Часть 28 из 46 В начало
Для доступа к библиотеке пройдите авторизацию
– Не отдам, – помолчав, сказал Ефим. – Не пойдёт она.
– Вот как? – без улыбки удивился старик, – Чем же Гришка ей худ?
– Не худ, да и не люб. Замуж-то ей кидаться незачем. Сам видал, какая она у нас. Куда ни приведи, хоть к царю в хату – женихи в череду выстроятся. К тому ж брюхата она от брата. Мы и сами не чуяли, покуда она клюквы по всем углам искать не начала.
– Нашла? – неожиданно поинтересовался старик.
– Какое… – в сердцах отмахнулся Ефим, – Я сам по болоту битый день пролазил – один снег только по грудки. Так что не обижайся, Трофим Акинфич. Другую невесту сыну поищи.
– Жаль, – спокойно сказал старик. – Ну, на нет и суда нет. Ты смотри, ночь-то уж вовсе глухая… эко засиделись! Вон и хозяйка твоя спит!

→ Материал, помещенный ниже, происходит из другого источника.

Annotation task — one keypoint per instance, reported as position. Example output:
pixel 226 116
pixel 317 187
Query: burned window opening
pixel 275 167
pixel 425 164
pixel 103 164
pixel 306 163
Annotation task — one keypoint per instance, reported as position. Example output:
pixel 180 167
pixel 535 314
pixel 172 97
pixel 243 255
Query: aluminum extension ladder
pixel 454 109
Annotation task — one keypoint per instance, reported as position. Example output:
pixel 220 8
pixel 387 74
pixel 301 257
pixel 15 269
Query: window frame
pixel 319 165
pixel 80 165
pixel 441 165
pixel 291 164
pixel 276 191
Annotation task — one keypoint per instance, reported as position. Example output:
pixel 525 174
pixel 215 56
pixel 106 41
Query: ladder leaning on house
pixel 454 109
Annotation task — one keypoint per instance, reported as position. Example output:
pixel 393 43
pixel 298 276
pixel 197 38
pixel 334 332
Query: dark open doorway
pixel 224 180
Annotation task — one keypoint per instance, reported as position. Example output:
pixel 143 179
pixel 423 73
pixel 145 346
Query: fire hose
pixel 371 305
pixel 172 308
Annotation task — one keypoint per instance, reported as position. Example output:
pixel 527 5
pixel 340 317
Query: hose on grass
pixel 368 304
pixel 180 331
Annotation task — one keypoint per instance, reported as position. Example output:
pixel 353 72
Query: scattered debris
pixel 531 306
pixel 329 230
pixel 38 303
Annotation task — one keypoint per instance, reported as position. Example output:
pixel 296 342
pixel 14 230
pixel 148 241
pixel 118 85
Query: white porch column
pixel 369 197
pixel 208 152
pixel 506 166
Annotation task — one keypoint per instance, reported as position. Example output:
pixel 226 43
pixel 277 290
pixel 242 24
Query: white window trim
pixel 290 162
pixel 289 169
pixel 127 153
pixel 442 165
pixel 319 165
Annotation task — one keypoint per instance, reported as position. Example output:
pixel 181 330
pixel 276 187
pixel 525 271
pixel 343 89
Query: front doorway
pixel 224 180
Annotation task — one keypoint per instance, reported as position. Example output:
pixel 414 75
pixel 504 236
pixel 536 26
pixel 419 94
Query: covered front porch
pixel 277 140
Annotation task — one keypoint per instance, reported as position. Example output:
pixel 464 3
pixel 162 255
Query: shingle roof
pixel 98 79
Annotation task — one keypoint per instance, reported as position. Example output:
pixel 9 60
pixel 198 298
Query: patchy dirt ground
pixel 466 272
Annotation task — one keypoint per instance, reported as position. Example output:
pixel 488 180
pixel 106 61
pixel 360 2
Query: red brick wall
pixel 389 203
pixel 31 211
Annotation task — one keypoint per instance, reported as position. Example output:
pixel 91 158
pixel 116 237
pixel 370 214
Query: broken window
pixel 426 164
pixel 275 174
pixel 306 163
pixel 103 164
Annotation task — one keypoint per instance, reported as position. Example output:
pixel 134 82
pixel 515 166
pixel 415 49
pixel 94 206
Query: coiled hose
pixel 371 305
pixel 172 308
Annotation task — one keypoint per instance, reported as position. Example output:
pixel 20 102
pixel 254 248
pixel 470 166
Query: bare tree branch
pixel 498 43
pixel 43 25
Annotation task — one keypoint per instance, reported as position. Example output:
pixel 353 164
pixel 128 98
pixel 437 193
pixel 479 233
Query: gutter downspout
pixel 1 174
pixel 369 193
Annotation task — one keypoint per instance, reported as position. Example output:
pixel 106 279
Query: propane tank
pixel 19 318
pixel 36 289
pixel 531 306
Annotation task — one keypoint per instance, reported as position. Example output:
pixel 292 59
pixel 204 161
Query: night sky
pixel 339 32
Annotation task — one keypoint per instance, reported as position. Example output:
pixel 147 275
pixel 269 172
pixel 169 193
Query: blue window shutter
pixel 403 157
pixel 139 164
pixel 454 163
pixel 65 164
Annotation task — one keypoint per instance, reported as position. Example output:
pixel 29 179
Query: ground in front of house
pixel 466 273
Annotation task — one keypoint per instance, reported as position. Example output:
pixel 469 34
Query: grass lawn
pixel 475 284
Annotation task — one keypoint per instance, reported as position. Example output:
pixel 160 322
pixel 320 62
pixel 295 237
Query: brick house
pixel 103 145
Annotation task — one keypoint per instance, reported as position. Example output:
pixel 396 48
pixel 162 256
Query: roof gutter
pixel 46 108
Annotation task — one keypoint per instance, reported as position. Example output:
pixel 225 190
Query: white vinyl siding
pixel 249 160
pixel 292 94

Ефим скосил глаза. Действительно, Устинья спала, неудобно навалившись грудью на край стола.
– Пора и нам, – объявил старик, вставая, – До свету уйду, домой надобно. Ты мне ещё два самородка положь на стол – и ложись покойно.
Уже ложась спать, Ефим не вытерпел:
– Коли ты слово дал с золотом не вязаться – пошто наше-то требуешь? Или тоже в реку кинешь?
– Знамо дело, кину, – прозвучало из темноты. – Для того с тебя это золото и беру. Сам подумай: доберётесь вы с этим золотишком до людского места, попробуете продать – да по неопытности и пропадёте! Мало того, что обратно на каторгу ухнете – так ещё и замытарят: место покажи! Место покажете – и набежит ко мне сюда народ! Начнут дачи метить, прииски разводить, зверя всего распугают, завод выстроят… А у меня тут угодья хорошие, звери стадами ходят, соболей тьма-тьмущая… Испортят ведь всё, и только, – старик замолчал и, сколько ни ждал Ефим, больше не сказал ни слова.
Взбудораженный рассказом деда, Ефим долго не мог уснуть. Он на руках перенёс Устинью от стола на лавку, укрыл тулупом, пристроился рядом сам. И долго лежал, глядя в темноту, слушая, как свистит-надрывается ветер в трубе, и раз за разом прогоняя в мыслях услышанное. Что-то в рассказанном тревожило его, цепляясь, как досадная заноза, не давая успокоиться. Но что – Ефим так и не мог понять.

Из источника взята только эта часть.